Date of Award


Degree Name

Master of City and Regional Planning


City and Regional Planning


Adrienne Greve


Cities within California are beginning to incorporate urban agriculture into their land use designations. Prompted by residents and local organizations, cities are hoping to capture the benefits that urban agriculture provides. Research has shown that urban agriculture renews and beautifies neighborhoods, provides healthy food choices, increases public health, has the potential to help with stormwater runoff, creates jobs, and fosters community. In the last few years, several California cities have made headlines as they have adopted new zoning codes that include urban agriculture.

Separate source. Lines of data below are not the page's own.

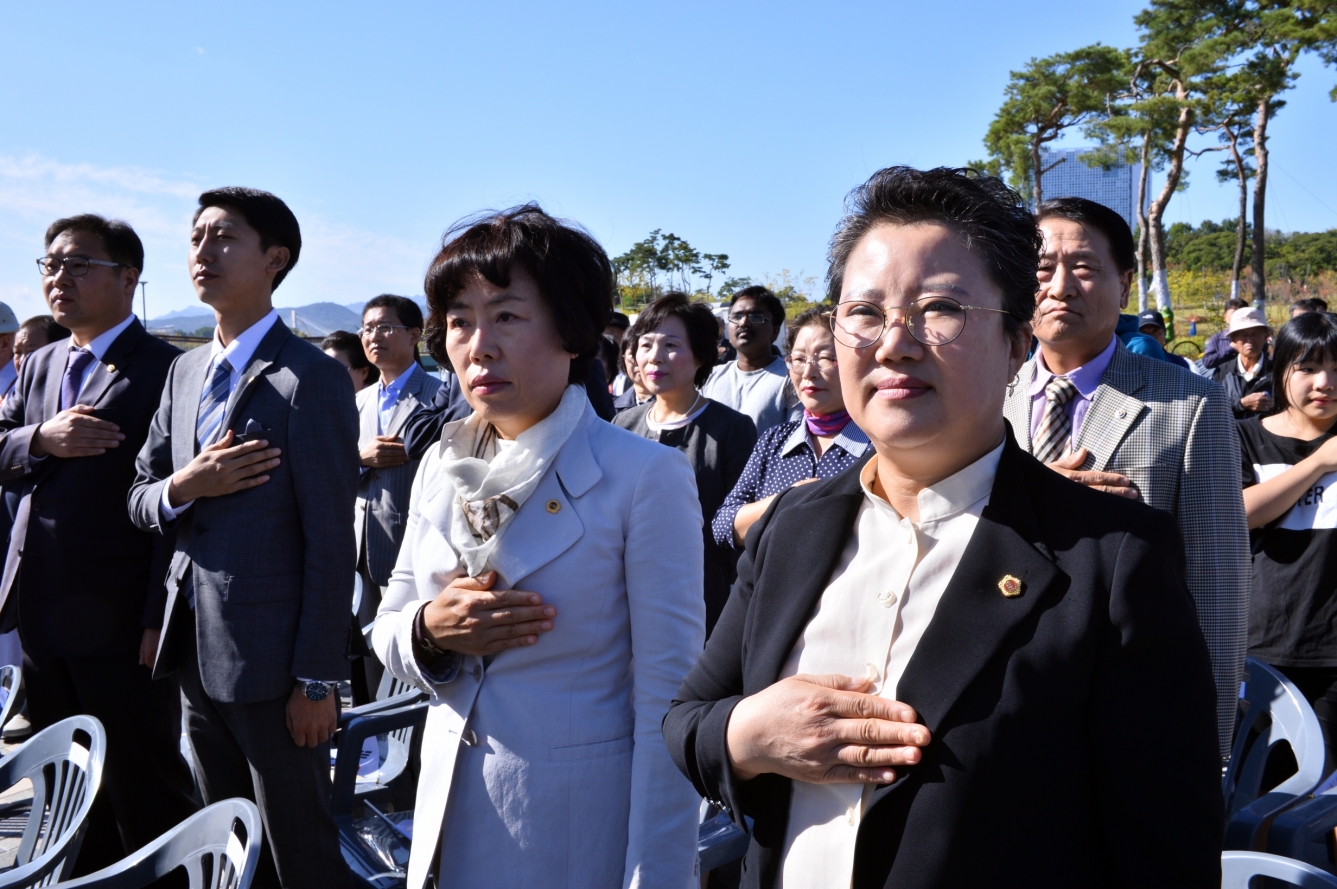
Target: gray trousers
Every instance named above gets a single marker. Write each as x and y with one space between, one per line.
245 750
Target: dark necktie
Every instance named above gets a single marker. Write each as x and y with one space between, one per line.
71 383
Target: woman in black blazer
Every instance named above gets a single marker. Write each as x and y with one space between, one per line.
1046 713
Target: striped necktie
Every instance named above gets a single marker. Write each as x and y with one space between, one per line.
213 404
1055 432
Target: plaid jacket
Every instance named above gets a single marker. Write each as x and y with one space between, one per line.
1173 435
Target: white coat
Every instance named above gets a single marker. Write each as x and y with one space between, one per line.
564 780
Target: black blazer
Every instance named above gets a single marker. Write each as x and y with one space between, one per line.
88 582
1074 726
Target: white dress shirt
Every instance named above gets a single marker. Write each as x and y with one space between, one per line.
99 345
868 623
238 353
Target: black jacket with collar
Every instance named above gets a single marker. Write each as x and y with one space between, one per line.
1074 737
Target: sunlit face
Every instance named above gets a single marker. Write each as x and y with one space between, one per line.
504 345
92 302
1252 342
229 268
1312 388
1082 290
665 358
932 404
814 370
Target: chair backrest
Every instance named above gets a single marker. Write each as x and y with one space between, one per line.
1290 719
218 848
11 679
64 765
392 686
1240 868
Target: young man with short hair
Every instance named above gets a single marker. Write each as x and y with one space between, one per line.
757 381
252 460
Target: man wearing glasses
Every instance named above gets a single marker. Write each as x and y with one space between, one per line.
757 383
83 586
392 328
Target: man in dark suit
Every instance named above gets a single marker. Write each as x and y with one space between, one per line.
931 666
252 460
83 586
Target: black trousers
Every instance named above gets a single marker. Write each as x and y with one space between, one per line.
245 750
146 788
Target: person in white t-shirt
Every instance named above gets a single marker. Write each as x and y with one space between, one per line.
757 381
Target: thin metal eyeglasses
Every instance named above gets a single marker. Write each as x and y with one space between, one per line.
933 321
380 330
78 266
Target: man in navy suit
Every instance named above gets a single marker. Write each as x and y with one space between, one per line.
252 461
83 586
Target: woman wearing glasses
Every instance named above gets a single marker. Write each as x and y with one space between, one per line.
932 667
821 445
675 349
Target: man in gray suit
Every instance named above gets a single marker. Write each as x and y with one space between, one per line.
391 330
252 459
1133 425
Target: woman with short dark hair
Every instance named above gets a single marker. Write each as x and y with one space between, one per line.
675 349
548 588
821 445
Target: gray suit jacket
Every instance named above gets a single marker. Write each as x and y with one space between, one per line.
272 566
383 495
1171 433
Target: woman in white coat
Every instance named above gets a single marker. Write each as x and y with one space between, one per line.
548 594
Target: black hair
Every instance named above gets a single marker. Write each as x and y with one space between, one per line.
814 317
47 324
350 345
118 238
570 268
765 300
1308 337
992 221
264 213
702 328
1099 217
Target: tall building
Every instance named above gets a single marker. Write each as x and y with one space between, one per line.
1115 187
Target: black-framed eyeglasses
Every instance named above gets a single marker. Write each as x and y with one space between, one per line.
933 321
380 330
78 266
750 317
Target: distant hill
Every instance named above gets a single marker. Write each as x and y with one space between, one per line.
316 318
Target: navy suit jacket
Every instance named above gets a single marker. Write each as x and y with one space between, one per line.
80 579
1074 738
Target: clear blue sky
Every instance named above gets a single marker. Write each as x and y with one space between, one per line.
737 126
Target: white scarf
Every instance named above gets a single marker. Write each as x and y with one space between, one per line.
492 483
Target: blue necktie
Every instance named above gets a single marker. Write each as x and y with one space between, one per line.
72 381
213 404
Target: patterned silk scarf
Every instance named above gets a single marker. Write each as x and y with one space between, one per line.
492 479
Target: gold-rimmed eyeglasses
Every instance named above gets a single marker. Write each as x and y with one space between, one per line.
933 321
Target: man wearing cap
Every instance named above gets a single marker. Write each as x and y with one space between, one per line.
1133 425
8 373
1248 378
83 586
1150 324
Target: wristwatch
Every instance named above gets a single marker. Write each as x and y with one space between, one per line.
316 690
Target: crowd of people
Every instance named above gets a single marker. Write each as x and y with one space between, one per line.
948 580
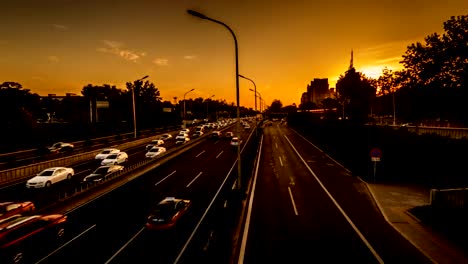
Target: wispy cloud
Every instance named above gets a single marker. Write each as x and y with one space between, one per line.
190 57
114 47
53 59
161 61
60 27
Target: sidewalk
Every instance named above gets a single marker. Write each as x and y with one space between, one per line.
394 202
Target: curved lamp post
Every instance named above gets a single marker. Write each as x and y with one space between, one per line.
134 109
255 94
207 105
202 16
184 100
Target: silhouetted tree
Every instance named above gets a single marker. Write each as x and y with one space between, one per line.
356 93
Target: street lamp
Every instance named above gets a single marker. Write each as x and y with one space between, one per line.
133 99
255 94
202 16
207 105
184 101
259 96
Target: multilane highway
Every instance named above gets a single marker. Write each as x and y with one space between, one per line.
305 207
108 228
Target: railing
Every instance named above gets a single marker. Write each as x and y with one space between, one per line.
449 198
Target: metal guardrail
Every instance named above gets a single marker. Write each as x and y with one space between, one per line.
449 198
28 171
452 132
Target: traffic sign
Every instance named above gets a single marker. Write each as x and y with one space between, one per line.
376 153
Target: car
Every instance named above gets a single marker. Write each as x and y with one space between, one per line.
8 209
106 152
50 176
167 213
61 147
235 141
181 139
20 234
116 158
216 134
154 142
102 172
197 134
166 136
155 151
229 134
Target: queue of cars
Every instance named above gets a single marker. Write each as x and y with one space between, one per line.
19 226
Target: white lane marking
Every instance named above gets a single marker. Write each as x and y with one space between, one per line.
209 207
369 246
249 209
64 245
292 201
199 154
165 178
194 179
124 246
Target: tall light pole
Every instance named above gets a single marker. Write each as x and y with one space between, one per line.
202 16
207 105
259 96
184 100
133 99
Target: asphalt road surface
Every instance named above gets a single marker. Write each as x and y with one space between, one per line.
305 208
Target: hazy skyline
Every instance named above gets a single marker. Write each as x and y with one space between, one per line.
60 46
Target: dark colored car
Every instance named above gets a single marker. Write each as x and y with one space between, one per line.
21 235
8 209
102 173
167 213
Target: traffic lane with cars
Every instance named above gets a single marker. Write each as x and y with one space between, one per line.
115 228
354 198
292 218
45 196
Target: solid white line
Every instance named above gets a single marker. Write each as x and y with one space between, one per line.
208 208
369 246
58 249
321 151
199 154
292 200
164 178
124 246
249 210
194 179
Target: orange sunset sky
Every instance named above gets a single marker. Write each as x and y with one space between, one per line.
59 46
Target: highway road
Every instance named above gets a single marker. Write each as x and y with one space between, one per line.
110 228
305 207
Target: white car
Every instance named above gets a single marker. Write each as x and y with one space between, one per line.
235 141
61 147
181 139
106 152
116 158
155 143
50 176
155 151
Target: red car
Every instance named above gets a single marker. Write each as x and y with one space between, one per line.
11 208
21 234
167 213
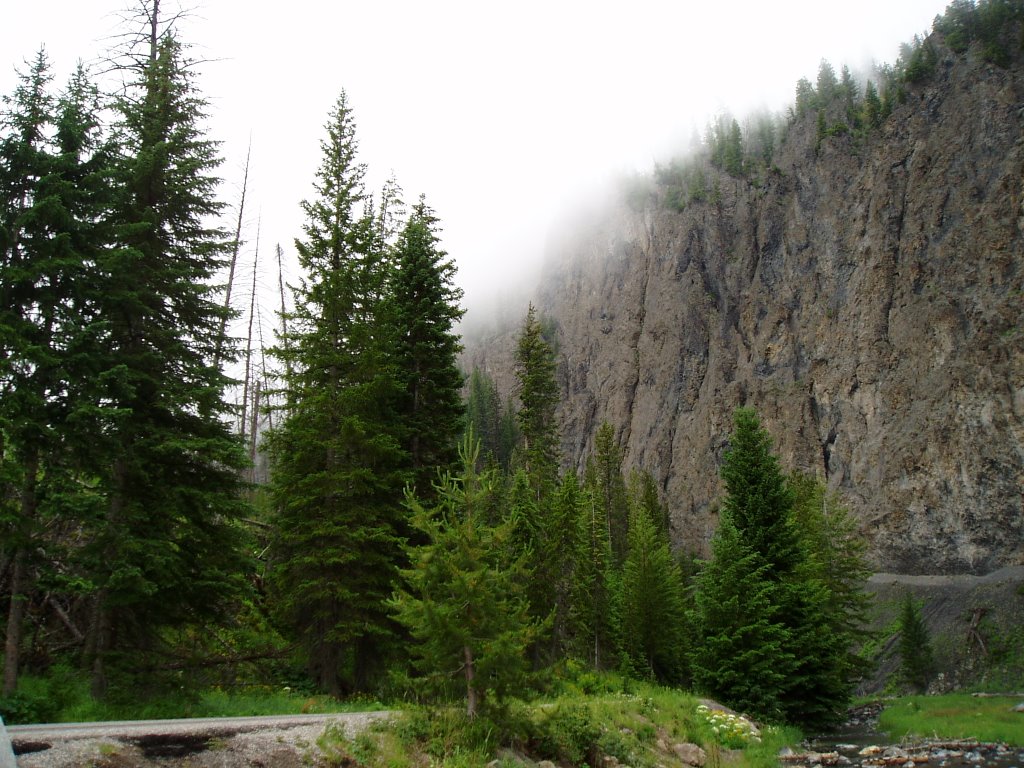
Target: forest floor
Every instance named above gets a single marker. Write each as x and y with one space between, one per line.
284 741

In reviewing these new zoning codes and exploring the topic of urban agriculture, it became evident that just because an urban farm was small, organic and provided certain benefits that it was not free from impacting its surroundings. As more urban agricultural ventures are established within cities, planners have to carefully consider their effect. One such impact could be stormwater pollution. There is insufficient research to determine whether there is a relationship between urban agriculture and stormwater, however, studies on conventional agriculture and urban landscaping (mainly urban lawns) show that each of these areas pollute the local water bodies with sediment, chemicals, and nutrients. Is urban agriculture different?

This thesis utilizes two case studies within California, the City of Oakland and the City of San Diego, to examine the similarities and differences between each city’s urban agriculture ordinances and evaluate whether or not the cities have adjusted stormwater requirements in parallel with these ordinances. Interview responses and site visits in each city were analyzed and compared to expound upon the approaches each city engaged. Using the collected data and analysis as a base, a set of guidelines was created for managing stormwater runoff from urban agriculture.